Welcome and tribute to Steve Marlow

As folk took their seats, Monday morning started with a tribute to our dear friend and colleague Steve Marlow. We shared fond memories as we reflected on being ‘Marlowed’. Then, as Steve would have wanted, it was on with the show. Our Chair, Simon Hampton-Matthews opened the conference formally and introduced the first of our terrific speakers.

Dave Birss – ‘What the F**K is creativity?’

Brandishing an electric guitar, a blues slide and harmonica, Dave Birss kicked off with a memorable keynote that attempted to demystify the ubiquitous and often misplaced word ‘creativity’. Creativity. Is it a noun? The ad industry call ads ‘the creative’. Folk that make ads – they’re ‘Creatives’. is it an adjective? OMG she’s so ‘creative’!

Dave debunked the idea that it’s an innate gift that some people have and others don’t. Running around with oversized Post-Its, he had us thinking about how creativity is a process and how it takes hard work – far from the misconceived realm of tormented geniuses effortlessly picking masterpieces from the air.

He looked at how amazing humans (that’s all of us) have made all-sorts from the beginning of time – even the dog – and he shot holes in ineffective practices like ‘brainstorms’ that stifle rather than enable ideas and how ‘disruption’ is a concept we should forget about.

Whizzing through his career in advertising, music and writing, Dave used his musical instruments to demonstrate how structure can be enabling: first generated, repeated, developed iteratively, embellished and crafted just like ideas.

We looked at ways to tackle problems in different ways and how to get our minds into the right place to come up with ideas by feeding them properly – most ideas involve recombining existing ideas and improving upon them (we’re not plagiarists). Dave left us feeling more able to develop productive creative habits and ready to tackle the world – one step at a time.

Our international guests

The lucky task of following Dave’s performance fell to our overseas visitors.

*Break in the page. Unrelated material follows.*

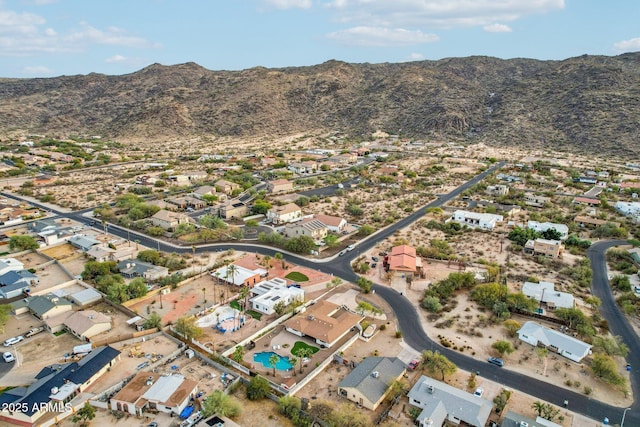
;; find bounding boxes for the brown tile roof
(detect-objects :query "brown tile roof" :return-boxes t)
[389,245,416,272]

First up, was returning Association of College and University Printers (ACUP+) Treasurer, Bob Donahue. Bob skimmed through his last 12 years as Director of Purchasing, Mail and Printing Solutions at Franklin University in Columbus, Ohio – offering a wealth of tips to ensure university in-house print facilities are ‘Fit for the Future’.

Next up was John Myles, VP of the Network of In-house Print Professionals Australia (NIPPA) and Imaging Device Project Manager at Sydney TAFE University. John discussed sustainability and the importance of expertise in data security, as well as the importance of having clear business cases that demonstrate the many benefits and value in-house provide. 

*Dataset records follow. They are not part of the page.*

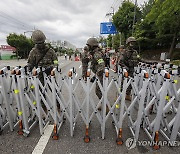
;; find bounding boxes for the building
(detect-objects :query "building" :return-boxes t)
[0,45,16,60]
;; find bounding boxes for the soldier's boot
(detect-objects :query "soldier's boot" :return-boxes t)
[42,105,48,120]
[57,103,61,114]
[98,105,109,114]
[125,94,131,101]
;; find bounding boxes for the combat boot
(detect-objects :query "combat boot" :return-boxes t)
[125,94,131,101]
[98,105,109,115]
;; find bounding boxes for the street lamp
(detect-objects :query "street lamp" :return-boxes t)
[24,30,33,36]
[132,0,137,36]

Creating impactful video for social media: a masterclass

Jonathan Walters, team manager of award-winning digital professionals within Loughborough University’s Marketing and Advancement department presented the first session of Monday afternoon.

With examples of old videos and modern best practice, Jonathan plotted his personal career alongside key developments in the rapidly changing world of online video – from the time consuming and low resolution world of the late 90s media encoders and bit rates, to a summary of today’s most influential social media platforms.

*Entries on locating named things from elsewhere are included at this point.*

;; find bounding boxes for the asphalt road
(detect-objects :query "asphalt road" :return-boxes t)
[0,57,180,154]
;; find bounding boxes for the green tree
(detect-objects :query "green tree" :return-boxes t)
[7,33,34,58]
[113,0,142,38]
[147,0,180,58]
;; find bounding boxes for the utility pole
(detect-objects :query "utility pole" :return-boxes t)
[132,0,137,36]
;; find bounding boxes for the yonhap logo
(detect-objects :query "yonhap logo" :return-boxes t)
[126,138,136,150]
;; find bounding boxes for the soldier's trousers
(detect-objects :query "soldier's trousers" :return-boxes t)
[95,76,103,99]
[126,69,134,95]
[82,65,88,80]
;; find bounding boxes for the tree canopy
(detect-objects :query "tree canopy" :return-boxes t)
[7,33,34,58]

Among the tips were considerations of channel specific video orientation (I confess I didn’t know Instagram shot portrait video), the fundamental importance of knowing why you’re shooting video at all, effective content creation and even how his team successfully recruited for staff recently – by setting interviewees a fast-turnaround practical movie making test using iPads.   

Planning for future success

Lifetime Honorary member of ACPME and former Director of Media Services at Heriot-Watt University in Edinburgh, Duncan Hurst, followed briefly, about the information pack produced for ACPME members.  The papers focus exclusively on topics that will directly benefit print managers and their teams to deliver true value for money and, equally important, help them demonstrate their strategic value to their university managers. They also include information for members who may suddenly find themselves under threat of being outsourced.

Diversification into flatbed

The final delegate session on Monday saw in-house entrepreneur Ian Wilcox,  Print Centre Manager at the University  of Southampton, share how his team’s large format business has grown through investment in commercial flatbed equipment. It was abundantly clear in-house teams  have an enormous opportunity to expand large format services– to improve their service to their institutions and to save very considerable funds.

DAY TWO – TUES 5 JUNE

AGM and Platinum suppliers

Tuesday opened with the AGM, followed by our 2018 Platinum suppliers (Antalis, EBB, EFI, HP, Konica Minolta and Sharp) who had the opportunity to tell us about their latest news in a quick-fire session.

The GDPR opportunity

Mark Davies, Managing Director of Whistl (Doordrop Media) Ltd was next to take to the stage. In a fact-filled hour, Mark presented compelling data to show how GDPR legislation is already having a positive impact on the redirection of marketing budgets towards traditional printed Direct Mail.

Mark talked us through facts like how Direct Marketing requires a lower burden of proof to demonstrate legitimate interest, how it remains opt-out post GDPR / e-Privacy directives and how it offers the widest reach of any marketing channel. The message was compelling: the truth is almost half of digital advertising is not seen at all. The trend away from digital only campaigns is likely to continue – print is far from dead. His PowerPoint is available to all delegates.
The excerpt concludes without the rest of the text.